Japan to fund bridges in Papua New Guinea’s highlands

Harlyne Joku
Port Moresby, Papua New Guinea
Japan to fund bridges in Papua New Guinea’s highlands Japan’s ambassador to Papua New Guinea, Nobuyuki Watanabe (left), and Papua New Guinea Foreign Minister Justin Tkatchenko (center) sign an agreement for new bridges, in Port Moresby, Dec. 20, 2022.
Handout/PNG Foreign Affairs Ministry

Japan is funding eight bridges for remote highland areas of Papua New Guinea, a small component of the Pacific island country’s multi-billion dollar plans to link its main cities and towns with roads.

Papua New Guinea’s Foreign Minister Justin Tkatchenko and Japan’s ambassador to the Pacific island country, Nobuyuki Watanabe, signed the 400 million yen (US$3 million) agreement in Port Moresby on Tuesday.

“Transportation and traffic infrastructure necessary for basic living and economic activities is not well developed,” Watanabe said. “Many villages and communities in mountainous areas are still isolated by rivers because there are no bridges or existing bridges are deteriorating.”

The bridges will make it easier to get to markets and to attend school or get healthcare, Watanabe said. 

png bridges story photo.JPG
A local walks along a road that was funded by the Chinese government, located near the venue for the Asia Pacific Economic Cooperation forum in Port Moresby, Papua New Guinea, Nov. 15, 2018. [David Gray/Reuters]

Papua New Guinea is barely penetrated by roads and the capital Port Moresby is not connected to Lae, an industrial city, or other big population centers. 

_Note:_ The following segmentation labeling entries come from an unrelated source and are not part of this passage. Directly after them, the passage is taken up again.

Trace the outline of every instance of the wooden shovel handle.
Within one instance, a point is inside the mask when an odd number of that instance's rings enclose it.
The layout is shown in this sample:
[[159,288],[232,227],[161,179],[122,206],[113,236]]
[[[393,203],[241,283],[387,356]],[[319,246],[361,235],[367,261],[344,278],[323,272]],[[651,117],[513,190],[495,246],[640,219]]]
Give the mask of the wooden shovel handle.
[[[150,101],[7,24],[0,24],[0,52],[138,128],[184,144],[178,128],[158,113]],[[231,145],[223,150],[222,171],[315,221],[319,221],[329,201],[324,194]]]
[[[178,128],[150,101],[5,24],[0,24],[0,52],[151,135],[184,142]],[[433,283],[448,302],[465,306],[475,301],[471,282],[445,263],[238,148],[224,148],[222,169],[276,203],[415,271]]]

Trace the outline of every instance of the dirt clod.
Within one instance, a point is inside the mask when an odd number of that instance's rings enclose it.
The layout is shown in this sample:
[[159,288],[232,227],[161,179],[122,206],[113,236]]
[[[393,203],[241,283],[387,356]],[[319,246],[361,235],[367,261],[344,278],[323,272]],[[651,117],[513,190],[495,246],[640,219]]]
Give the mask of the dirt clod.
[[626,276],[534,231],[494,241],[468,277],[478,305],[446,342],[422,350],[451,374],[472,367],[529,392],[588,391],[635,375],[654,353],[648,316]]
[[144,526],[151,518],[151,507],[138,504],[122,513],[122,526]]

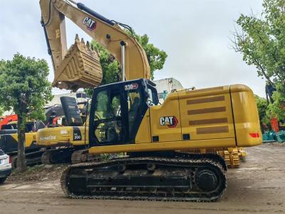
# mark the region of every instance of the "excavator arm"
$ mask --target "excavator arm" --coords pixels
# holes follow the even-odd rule
[[[95,87],[102,80],[99,58],[88,44],[76,38],[67,49],[65,17],[105,47],[121,64],[126,80],[150,78],[146,54],[137,40],[114,21],[81,3],[71,0],[40,0],[42,26],[55,72],[53,86],[76,91]]]

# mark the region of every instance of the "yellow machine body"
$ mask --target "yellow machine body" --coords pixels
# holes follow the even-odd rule
[[[25,148],[28,148],[36,144],[36,132],[26,133]],[[18,133],[9,134],[10,137],[13,139],[11,143],[15,142],[18,143]],[[1,136],[0,136],[1,138]]]
[[[88,127],[62,126],[43,128],[36,133],[36,145],[41,147],[74,147],[88,145]]]
[[[177,124],[162,124],[165,118],[175,118]],[[162,105],[149,108],[135,143],[92,147],[89,153],[227,149],[261,143],[252,91],[232,85],[172,93]]]

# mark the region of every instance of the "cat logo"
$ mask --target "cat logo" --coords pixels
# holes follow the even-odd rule
[[[168,128],[175,128],[178,120],[175,116],[165,116],[160,118],[160,126],[167,126]]]
[[[89,17],[84,18],[83,24],[87,26],[87,29],[90,31],[94,30],[97,26],[97,22]]]

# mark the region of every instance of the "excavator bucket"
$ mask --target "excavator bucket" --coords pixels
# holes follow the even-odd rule
[[[98,53],[76,35],[74,44],[56,69],[53,86],[73,91],[79,88],[94,88],[100,84],[102,76]]]

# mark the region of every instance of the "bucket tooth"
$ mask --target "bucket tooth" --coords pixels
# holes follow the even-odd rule
[[[94,88],[102,81],[102,67],[96,51],[90,51],[76,34],[75,43],[67,51],[55,71],[53,86],[77,91],[79,88]]]

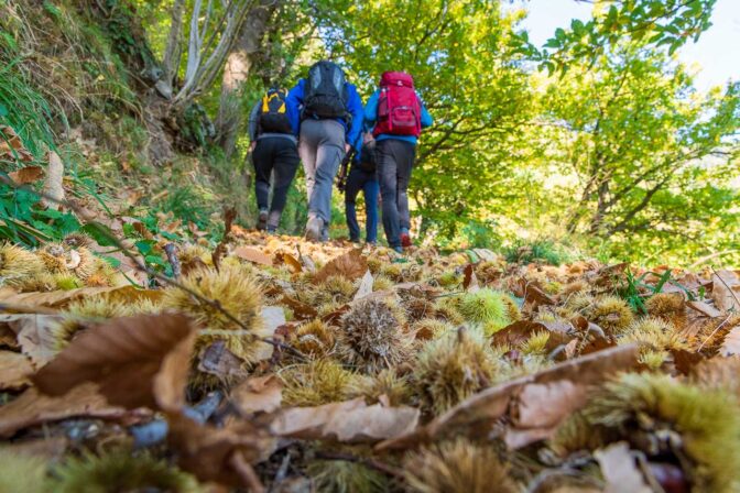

The government aims to build or upgrade more than 16,000 kilometers of road by 2040 at a total cost of 20 billion kina (US$5.6 billion).

The Development Policy Center at Australian National University said in August that the amount of money for roads in the government’s budget has not been sufficient to meet those goals and external finance will be crucial. 

Papua New Guinea’s government has said it has funding commitments from donor countries such as China, Japan and Australia and lenders including the World Bank and Asian 

Development Bank that would allow 90% of its roading plans to be achieved in 10 years.

“It is unclear how much each partner will individually contribute or when such assistance would be disbursed,” Alyssa Leng, a research officer at the Development Policy Centre, said in its August report.

“How the program’s ambitions translate into reality and development in PNG therefore remains to be seen,” she said. 

Tkatchenko, at Tuesday’s press conference, said the bridge agreement with Japan shows a strong relationship between the two countries.

“These bridges are quality products that will last for the long term,” he said.

“I would like to say thank you to you Ambassador and your government and people of Japan for continually supporting us in very productive projects,” Tkatchenko said. “Projects that will make a difference, not projects that sit idle and rot away.”